Hundreds of TB to 1PB data volume
More than 100 service deployments every day
More than 100 database changes every week
5~10TB of new data generated every month
Hit single MySQL instance size limitation. The largest MySQL instance has 8TB data. Backup and restore for such a large MySQL instance took many hours, which is not acceptable for applications.
Schema change took up to 2 weeks with gh-ost/pt-online-schema-change for MySQL. It will freeze db for seconds when doing drop table.
High availability issues. MySQL master switch causes downtime, upgrading with downtime, bad connection handling mechanism of MySQL for spike QPS, which affects availability of applications.

*MySQL is not good when handling massive new connections*

Traditional solution for data growth: sharding

Facing the data growth challenge, the most traditional solution is to shard the backend database. In order to handle more connected users, there would be more application servers deployed. And for the backend database, there will be multiple database instances. A large table sharded into multiple sub-tables and distributed across these multiple database instances.

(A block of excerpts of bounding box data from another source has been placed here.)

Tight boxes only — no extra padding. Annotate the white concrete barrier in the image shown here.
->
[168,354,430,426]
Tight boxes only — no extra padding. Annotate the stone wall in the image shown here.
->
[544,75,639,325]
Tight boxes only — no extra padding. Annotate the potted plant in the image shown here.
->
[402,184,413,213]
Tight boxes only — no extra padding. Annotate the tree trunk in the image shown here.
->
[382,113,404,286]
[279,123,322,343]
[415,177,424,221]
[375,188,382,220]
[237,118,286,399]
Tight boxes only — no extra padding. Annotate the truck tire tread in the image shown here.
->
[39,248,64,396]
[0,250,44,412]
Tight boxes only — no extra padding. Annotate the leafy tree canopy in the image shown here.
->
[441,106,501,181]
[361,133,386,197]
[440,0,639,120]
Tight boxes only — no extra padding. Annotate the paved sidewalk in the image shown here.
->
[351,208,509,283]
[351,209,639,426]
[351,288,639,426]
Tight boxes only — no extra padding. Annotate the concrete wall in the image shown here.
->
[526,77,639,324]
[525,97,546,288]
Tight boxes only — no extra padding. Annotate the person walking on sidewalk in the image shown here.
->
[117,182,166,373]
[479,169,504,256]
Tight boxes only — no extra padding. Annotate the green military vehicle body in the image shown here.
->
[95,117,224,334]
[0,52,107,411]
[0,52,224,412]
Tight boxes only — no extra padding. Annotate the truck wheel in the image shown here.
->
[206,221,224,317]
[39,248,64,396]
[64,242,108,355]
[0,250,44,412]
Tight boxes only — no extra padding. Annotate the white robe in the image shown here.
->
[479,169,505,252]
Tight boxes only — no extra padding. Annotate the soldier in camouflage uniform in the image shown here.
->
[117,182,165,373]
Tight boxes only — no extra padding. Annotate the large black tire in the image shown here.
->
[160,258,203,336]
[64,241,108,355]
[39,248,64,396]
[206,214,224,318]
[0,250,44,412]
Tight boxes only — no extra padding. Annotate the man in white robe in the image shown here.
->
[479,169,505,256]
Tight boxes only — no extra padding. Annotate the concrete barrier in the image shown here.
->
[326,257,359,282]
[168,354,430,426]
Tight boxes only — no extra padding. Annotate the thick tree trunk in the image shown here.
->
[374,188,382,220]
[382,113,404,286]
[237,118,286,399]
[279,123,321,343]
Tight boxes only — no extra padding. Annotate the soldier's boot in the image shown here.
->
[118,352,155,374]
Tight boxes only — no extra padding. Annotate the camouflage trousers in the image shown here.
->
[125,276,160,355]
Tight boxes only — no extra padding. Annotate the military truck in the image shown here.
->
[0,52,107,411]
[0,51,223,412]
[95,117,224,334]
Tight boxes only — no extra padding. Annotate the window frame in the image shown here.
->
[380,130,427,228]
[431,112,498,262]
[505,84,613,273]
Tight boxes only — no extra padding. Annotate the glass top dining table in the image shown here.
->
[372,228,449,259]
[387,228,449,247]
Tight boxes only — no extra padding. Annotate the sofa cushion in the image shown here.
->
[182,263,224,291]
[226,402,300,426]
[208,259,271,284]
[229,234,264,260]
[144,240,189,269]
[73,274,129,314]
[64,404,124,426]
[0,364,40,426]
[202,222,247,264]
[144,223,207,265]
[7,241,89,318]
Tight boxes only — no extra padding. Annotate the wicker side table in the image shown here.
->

But there a lot of drawbacks with database sharding solution:

Need to re-write the application’s code. Previously, with a monolithic backend database, applications can query data by primary key (for example by user id) or secondary indices (for example query specified type of transactions, or time range index query). After sharding the backend database, in order to route queries to the correct database shard, the application probably needs embedding database routing code. In order to query data by secondary index like time range, query should route to all backend database instances and then aggregate results in the application layer. There are some database proxies like Vitess try to hide the sharding complexity from application layer. But these proxies are still facing operational complexities like resharding, consistency between sub-tables when doing schema change, lack of cross shards JOIN support, the consistency of cross shards queries, etc.
Compromise some SQL functionalities like JOIN. Since data is already partitioned into multiple shards across multiple database instances, doing queries like JOIN is not an easy job.
As the data volume grow, shard split and resharding data is a headache.
Keeping schema consistency between different shards is difficult.
Disaster recovery is a complex job. Backup a consistency database snapshot needs a lot of extra effort.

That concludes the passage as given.